Pakistan economy shows recovery signs as reserves, remittances rise

Economic Survey 2025-26

Pakistan’s economy is showing clear signs of recovery after several difficult years marked by weak growth, high prices and external pressure. The latest Economic Survey for fiscal year 2025-26, presented by Finance Minister Muhammad Aurangzeb, points to a shift from crisis management towards gradual stabilisation and rebuilding.

While challenges remain, the overall direction of the economy has improved, with growth returning, inflation easing and foreign reserves strengthening.

Growth returns after years of pressure

The size of the economy has expanded to a record US$452.1 billion, marking an 11 percent increase compared with the previous year. Real GDP growth has reached 3.70 percent in FY2026, continuing a recovery trend after the contraction seen in FY2023.

This improvement is visible across major sectors. Agriculture grew by 2.89 percent, supported by better output despite earlier climate-related setbacks. Industry also recovered, expanding by 3.51 percent, while large-scale manufacturing recorded a four-year high growth of 6.1 percent, with most sectors posting gains.

For ordinary citizens, this recovery is reflected in rising income levels. Per capita income increased by 9 percent to US$1,901, offering some relief after years of declining purchasing power.

Inflation eases, fiscal gap narrows

One of the most noticeable changes has been in prices. Inflation, which had previously reached painful levels, has now slowed significantly. Average inflation fell to 6.7 percent between July and May, compared with 29.2 percent in FY2023. This slowdown has brought some breathing space for households struggling with food and energy costs.

At the same time, fiscal management has improved. The fiscal deficit narrowed sharply to 0.7 percent of GDP during July to March, down from the much higher levels seen in earlier years. A primary surplus of 3.2 percent helped reduce pressure on public finances, while the debt-to-GDP ratio eased to 68.5 percent.

External accounts strengthen on remittances and exports

Pakistan’s external position has also improved significantly. The current account deficit narrowed to just US$252 million during July to April, indicating better balance in foreign payments.

A major support came from overseas Pakistanis. Remittances rose 9 percent to a record US$33.9 billion during July to May, with April 2026 alone bringing in US$4.3 billion. These inflows continue to play a vital role in supporting families and stabilising the rupee.

Technology exports have also emerged as a growing strength. IT and related exports reached US$3.8 billion, supported by a fast-growing freelance sector that is moving closer to US$1 billion in annual inflows.

As a result, foreign exchange reserves rose 49 percent to US$17.2 billion by late May 2026, improving import cover to 2.75 months. This provides greater stability for trade and external payments.

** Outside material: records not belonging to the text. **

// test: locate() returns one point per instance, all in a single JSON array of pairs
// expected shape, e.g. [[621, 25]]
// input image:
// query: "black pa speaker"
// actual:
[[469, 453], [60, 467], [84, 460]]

Investment interest and digital shift gain pace

Investor participation in the stock market has increased sharply, with more than 563,000 individuals now part of the equity market. A large share of these are young and first-time investors, reflecting growing confidence in financial markets.

Corporate activity has also picked up, with 11 initial public offerings recorded so far this year, the highest in two decades. Meanwhile, over 39,000 new companies have been registered, most through digital platforms, showing a shift towards easier business formation.

At the same time, social protection spending has been raised, with the Benazir Income Support Programme allocation increased by 21 percent to Rs722.5 billion to support vulnerable households.

Stability has returned in key areas such as inflation, reserves and fiscal management, while growth and investment activity are gradually picking up.

However, the economy remains sensitive to external shocks and domestic reforms will be critical to maintaining momentum. The direction is clearer than before, but sustaining it will depend on consistent policy execution in the months ahead.